Bugün artık tüm Türkiye’nin konuştuğu ve yarın TBMM’de ana gündem maddesi de olacak maden ocağına karşı halkın doğayı koruma mücadelesindeki öncülerden birisi de İkizköy Çevre Komitesi Başkanı Necla Işık.
Kendisini nöbet eylemi alanında “Şu çatılarını gördüğünüz evlerde doğdum. İkizköylü'yüm. İki çocuk annesiyim. Tarımla ve hayvancılıkla uğraşmaya çalışıyorum” sözleriyle tanımlayan Necla Işık, VOA Türkçe’ye nasıl hem hukuki hem de fiziki olarak mücadele ettiklerini anlattı.

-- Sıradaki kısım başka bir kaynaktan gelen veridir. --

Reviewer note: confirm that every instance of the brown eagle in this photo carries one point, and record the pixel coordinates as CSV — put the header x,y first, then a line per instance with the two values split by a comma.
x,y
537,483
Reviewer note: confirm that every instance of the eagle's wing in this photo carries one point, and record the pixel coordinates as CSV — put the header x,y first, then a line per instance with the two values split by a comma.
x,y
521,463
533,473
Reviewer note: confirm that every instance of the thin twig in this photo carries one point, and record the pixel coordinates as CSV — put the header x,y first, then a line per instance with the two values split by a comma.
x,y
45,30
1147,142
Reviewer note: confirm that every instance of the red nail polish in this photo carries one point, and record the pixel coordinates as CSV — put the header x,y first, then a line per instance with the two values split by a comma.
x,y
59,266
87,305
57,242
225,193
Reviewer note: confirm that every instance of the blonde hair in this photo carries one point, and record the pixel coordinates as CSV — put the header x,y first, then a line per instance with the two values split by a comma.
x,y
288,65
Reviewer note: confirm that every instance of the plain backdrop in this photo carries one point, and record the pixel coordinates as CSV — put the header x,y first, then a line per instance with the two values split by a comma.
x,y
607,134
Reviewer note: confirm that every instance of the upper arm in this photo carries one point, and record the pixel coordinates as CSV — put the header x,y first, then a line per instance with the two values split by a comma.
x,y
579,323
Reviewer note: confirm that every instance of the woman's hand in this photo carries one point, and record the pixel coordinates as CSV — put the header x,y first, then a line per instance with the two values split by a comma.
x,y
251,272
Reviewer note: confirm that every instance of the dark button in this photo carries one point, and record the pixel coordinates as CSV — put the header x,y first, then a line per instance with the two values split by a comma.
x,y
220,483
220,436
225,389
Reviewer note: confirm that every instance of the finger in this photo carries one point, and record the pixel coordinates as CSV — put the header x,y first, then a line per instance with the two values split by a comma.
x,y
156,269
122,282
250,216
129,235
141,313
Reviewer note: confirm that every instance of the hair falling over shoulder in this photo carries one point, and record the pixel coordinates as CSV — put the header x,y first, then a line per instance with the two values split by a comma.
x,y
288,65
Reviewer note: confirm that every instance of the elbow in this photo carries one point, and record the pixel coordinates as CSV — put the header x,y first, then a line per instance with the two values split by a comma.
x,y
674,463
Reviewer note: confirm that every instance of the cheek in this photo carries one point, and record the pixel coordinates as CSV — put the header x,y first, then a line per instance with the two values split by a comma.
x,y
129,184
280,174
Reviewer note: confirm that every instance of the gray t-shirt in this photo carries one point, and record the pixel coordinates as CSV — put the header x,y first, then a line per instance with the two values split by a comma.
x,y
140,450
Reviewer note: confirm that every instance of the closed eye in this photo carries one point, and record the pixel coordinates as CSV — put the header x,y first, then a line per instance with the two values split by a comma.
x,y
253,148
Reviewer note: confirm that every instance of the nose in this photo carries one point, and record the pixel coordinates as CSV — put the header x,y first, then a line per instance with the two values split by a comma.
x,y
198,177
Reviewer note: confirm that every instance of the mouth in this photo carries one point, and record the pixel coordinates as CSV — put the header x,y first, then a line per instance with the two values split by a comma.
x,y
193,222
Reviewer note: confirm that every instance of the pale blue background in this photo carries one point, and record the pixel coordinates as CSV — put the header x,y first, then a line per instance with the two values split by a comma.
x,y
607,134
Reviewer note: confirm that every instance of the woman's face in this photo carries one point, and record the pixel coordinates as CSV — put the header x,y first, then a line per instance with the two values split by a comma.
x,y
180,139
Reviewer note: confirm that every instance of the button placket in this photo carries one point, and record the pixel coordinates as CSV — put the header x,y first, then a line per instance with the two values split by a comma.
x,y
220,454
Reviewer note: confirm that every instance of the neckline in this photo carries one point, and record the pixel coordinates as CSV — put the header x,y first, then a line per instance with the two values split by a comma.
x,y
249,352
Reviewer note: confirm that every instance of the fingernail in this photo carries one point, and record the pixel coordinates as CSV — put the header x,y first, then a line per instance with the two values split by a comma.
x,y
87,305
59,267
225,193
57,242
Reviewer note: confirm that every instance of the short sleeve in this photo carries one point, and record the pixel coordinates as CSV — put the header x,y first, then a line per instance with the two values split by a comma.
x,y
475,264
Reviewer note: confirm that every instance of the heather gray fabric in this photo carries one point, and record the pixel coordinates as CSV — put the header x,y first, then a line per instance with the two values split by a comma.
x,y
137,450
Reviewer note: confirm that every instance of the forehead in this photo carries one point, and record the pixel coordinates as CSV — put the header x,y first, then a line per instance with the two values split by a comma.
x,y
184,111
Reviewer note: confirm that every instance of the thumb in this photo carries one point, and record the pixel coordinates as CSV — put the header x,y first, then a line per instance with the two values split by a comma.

Limak ile IC şirketlerine karşı Yeniköy-Kemerköy Termik Santrali’nin maden ocağını her gün büyütmesi üzerine dört yıl önce mücadele etme kararı aldıklarını kaydeden Işık, “Bu termik santral şirketine karşı topraklarımızı, zeytin ağaçlarımızı, geçim kaynaklarımızı ve Akbelen Ormanı’nı ve tüm canlıların yaşam kaynağını aslında korumak için bir mücadele için bu dört senedir buradayız. Son iki senedir de nöbet alanımızı bir an bile boş bırakmadan mücadele ediyoruz. Deprem zamanında herkes deprem bölgelerine yoğunlaştığı zamanda bile nöbet alanımızdaydık. Seçim zamanında herkes yine seçimlere odaklandığında yine burada köylüler olarak çok yalnız kaldık. O zaman bile başta kadınlar olmak üzere gündüz iki saatte bir buradaki nöbeti sürdürerek burayı koruduk” diye anlattı.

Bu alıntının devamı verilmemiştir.